The multi-cloud availability of application security and delivery solutions is clearly a top priority in the financial services industry, as 92% report that application security solutions are equally important to deploy in the cloud and in on-premises data centres.

 

“The greater importance financial services places on multi-cloud availability probably reflects both the growing percentage of organisations managing multiple architectures and the desire to simplify management of critical applications across environments,” MacVittie explained.

 

Financial Services Organisations Have Data but Lack Insights

While the financial services industry is moving at pace in most areas, only 5% of respondents indicated that their IT employees have all the automation and orchestration skills required. At the time of the report’s publication, 98% said they are missing insights they need, particularly for application issues, performance degradations, and possible attacks.

 

The SOAS report posits that, for most financial services organisations, there is a growing need for more telemetry and the tools needed to put it to use, as well as cultural changes across business units using the insights for strategic decisions.

 

AI deployment will improve adaptability

Elsewhere in the report, a full 81% of financial services organisations revealed that they are using AI, or are planning to by the end of 2022.

 

Despite this, and although a majority of organisations feel they have the toolsets they need, nearly 50% see toolset integration and a skills deficit as enduring challenges.
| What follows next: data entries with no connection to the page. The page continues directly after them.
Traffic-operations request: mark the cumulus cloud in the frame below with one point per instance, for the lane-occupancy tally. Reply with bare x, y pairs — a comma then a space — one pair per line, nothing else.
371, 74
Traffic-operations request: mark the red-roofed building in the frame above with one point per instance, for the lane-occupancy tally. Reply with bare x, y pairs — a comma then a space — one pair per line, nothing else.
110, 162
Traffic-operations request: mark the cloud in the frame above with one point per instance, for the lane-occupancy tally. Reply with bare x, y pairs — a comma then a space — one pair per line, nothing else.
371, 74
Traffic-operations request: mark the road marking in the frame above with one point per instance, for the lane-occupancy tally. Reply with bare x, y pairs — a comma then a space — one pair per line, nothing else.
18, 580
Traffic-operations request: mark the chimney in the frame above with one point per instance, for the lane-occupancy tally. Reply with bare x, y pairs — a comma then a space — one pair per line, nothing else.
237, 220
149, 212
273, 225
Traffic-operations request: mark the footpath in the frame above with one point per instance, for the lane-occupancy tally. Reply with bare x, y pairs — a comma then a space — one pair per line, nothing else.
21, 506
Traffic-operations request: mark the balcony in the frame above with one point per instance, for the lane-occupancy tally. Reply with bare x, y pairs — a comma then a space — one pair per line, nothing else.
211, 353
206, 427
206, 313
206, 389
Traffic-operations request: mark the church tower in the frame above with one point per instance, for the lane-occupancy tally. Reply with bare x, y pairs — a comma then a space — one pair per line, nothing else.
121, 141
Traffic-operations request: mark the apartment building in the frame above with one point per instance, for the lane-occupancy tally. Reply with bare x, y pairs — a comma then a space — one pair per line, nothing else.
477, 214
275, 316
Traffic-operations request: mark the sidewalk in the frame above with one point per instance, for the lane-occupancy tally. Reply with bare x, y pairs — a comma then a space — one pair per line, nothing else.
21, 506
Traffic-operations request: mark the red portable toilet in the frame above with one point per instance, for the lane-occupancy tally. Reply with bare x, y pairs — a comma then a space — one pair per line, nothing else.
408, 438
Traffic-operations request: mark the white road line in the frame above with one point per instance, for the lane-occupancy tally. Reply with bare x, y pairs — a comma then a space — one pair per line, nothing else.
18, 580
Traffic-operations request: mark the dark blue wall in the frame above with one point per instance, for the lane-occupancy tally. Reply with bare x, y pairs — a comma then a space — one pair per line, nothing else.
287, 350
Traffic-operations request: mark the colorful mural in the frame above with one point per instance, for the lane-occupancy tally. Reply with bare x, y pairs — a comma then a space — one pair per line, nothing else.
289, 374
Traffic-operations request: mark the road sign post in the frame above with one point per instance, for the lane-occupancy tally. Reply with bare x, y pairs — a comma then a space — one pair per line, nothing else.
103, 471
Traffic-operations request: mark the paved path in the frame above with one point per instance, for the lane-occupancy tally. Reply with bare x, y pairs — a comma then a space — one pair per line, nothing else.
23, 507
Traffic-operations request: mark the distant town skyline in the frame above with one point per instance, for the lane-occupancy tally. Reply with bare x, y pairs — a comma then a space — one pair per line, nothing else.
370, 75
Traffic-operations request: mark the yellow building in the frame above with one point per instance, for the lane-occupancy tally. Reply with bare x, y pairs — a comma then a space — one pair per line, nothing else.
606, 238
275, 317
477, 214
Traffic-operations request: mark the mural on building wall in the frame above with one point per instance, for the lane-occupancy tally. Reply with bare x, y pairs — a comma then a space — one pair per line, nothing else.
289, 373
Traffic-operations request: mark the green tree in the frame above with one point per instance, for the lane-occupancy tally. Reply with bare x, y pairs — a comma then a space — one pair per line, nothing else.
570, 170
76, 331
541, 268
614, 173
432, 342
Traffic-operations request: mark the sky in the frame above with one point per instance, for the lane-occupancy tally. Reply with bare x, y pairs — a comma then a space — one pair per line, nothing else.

Consequently, 48% of financial services organisations say they treat infrastructure as code and, those that do, are twice as likely to deploy it more frequently, even when using automation. They are also four times more likely to have fully automated application pipelines, and twice as likely to use them to deploy half of their application portfolios.

 

Next steps

“Financial services organisations have greatly accelerated their digital transformations in the past year,” added MacVittie.

 

“To make further progress toward AI-enabled business, they need an application strategy that includes application security and delivery technology solutions that follow the apps across multiple environments, including the edge. Expect to see the management of multiple architectures continue as the norm, even as modernisation proceeds, which makes multi-cloud availability ever more critical. Only easy-to-use, multi-cloud solutions can deliver the telemetry needed to uncover insights and enable the AIOps that will deliver on the promise of digital transformation with improved customer experiences and stronger bottom-line performances.”